MIGHTEE: total intensity radio continuum imaging and the COSMOS / XMM-LSS Early Science fields

TL;DR

MIGHTEE is a galaxy evolution survey using MeerKAT that produces deep, high-resolution radio continuum images of key extragalactic fields, with validated data processing and public data releases.

Contribution

This paper details the data processing strategy for MIGHTEE's total intensity continuum imaging, including direction-dependent corrections and primary beam correction methods.

Findings

Achieved thermal noise levels below 2 μJy/beam in deep fields.

Produced catalogues with nearly 10,000 to 20,000 radio components.

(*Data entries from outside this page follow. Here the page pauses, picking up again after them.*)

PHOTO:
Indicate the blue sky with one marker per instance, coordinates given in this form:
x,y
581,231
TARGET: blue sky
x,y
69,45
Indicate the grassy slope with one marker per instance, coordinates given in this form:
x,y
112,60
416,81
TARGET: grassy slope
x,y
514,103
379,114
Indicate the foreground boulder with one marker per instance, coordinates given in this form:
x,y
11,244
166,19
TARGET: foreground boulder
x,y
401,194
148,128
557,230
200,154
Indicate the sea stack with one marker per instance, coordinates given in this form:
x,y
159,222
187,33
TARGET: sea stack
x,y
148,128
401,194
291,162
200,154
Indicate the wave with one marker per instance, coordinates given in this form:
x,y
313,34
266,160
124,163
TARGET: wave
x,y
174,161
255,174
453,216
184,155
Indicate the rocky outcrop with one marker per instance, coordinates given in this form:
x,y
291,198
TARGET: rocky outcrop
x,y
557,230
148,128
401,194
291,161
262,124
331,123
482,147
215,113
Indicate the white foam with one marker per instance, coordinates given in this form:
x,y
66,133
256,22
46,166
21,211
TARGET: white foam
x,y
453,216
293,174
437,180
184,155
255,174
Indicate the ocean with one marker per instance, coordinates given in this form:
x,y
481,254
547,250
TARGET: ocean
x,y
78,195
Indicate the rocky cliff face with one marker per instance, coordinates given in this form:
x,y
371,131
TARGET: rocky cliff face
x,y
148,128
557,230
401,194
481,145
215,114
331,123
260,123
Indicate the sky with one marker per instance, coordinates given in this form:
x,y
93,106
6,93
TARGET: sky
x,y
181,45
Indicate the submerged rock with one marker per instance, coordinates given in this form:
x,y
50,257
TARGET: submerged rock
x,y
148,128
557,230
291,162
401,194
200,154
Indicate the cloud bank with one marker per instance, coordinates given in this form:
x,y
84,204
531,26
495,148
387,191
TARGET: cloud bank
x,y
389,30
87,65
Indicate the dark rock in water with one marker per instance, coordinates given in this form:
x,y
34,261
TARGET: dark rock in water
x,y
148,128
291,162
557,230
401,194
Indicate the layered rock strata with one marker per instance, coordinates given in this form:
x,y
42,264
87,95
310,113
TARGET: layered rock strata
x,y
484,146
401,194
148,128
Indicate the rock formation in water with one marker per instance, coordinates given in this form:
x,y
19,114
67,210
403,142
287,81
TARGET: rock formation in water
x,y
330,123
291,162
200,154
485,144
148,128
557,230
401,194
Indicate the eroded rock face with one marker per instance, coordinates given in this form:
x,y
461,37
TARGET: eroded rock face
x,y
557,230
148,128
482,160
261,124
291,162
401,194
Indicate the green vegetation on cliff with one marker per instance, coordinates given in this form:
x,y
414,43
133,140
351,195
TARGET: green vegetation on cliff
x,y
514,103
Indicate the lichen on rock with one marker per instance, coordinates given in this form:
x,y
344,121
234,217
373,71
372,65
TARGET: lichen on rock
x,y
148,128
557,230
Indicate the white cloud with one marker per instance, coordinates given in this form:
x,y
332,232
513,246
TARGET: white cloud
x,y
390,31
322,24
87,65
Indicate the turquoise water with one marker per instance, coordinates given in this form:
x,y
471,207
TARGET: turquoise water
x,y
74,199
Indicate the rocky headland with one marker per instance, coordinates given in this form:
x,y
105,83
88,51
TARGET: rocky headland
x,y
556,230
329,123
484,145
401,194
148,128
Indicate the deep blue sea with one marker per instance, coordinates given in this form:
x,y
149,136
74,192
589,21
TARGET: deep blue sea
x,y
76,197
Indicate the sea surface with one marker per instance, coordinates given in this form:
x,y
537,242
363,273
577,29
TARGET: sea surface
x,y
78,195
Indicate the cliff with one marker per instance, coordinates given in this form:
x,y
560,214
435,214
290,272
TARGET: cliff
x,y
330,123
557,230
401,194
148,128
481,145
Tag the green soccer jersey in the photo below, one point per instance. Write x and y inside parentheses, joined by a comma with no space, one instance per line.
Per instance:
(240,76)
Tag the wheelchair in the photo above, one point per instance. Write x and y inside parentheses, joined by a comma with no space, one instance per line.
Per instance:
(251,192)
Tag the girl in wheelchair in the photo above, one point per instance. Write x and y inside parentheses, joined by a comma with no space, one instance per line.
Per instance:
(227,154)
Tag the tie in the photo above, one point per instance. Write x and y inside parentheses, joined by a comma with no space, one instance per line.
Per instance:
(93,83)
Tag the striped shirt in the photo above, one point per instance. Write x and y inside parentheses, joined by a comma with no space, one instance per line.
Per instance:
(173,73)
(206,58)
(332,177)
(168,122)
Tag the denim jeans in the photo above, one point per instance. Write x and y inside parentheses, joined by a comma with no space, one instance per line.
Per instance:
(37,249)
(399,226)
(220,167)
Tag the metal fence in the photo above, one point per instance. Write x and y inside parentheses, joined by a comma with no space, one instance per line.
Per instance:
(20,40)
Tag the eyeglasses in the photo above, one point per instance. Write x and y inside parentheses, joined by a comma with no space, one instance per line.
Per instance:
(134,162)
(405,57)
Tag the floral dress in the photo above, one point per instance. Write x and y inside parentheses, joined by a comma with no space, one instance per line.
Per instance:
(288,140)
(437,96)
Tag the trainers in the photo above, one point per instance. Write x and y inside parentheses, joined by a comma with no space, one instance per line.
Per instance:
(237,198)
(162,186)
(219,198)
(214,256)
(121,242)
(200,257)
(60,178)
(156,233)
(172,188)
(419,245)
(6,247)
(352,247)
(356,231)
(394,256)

Validated primary beam correction techniques for broadband radio images.

Abstract

MIGHTEE is a galaxy evolution survey using simultaneous radio continuum, spectro-polarimetry, and spectral line observations from the South African MeerKAT telescope. When complete, the survey will image $\sim$20 deg$^{2}$ over the COSMOS, E-CDFS, ELAIS-S1, and XMM-LSS extragalactic deep fields with a central frequency of 1284 MHz. These were selected based on the extensive multiwavelength datasets from numerous existing and forthcoming observational campaigns. Here we describe and validate the data processing strategy for the total intensity continuum aspect of MIGHTEE, using a single deep pointing in COSMOS (1.6 deg$^{2}$) and a three-pointing mosaic in XMM-LSS (3.5 deg$^{2}$). The processing includes the correction of direction-dependent effects, and results in thermal noise levels below 2~$\mathrm{\mu}$Jy beam$^{-1}$ in both fields, limited in the central regions by classical confusion at $\sim$8$''$ angular resolution, and meeting the survey specifications. We also produce images at $\sim$5$''$ resolution that are $\sim$3 times shallower. The resulting image products form the basis of the Early Science continuum data release for MIGHTEE. From these images we extract catalogues containing 9,896 and 20,274 radio components in COSMOS and XMM-LSS respectively. We also process a close-packed mosaic of 14 additional pointings in COSMOS and use these in conjunction with the Early Science pointing to investigate methods for primary beam correction of broadband radio images, an analysis that is of relevance to all full-band MeerKAT continuum observations, and wide field interferometric imaging in general. A public release of the MIGHTEE Early Science continuum data products accompanies this article.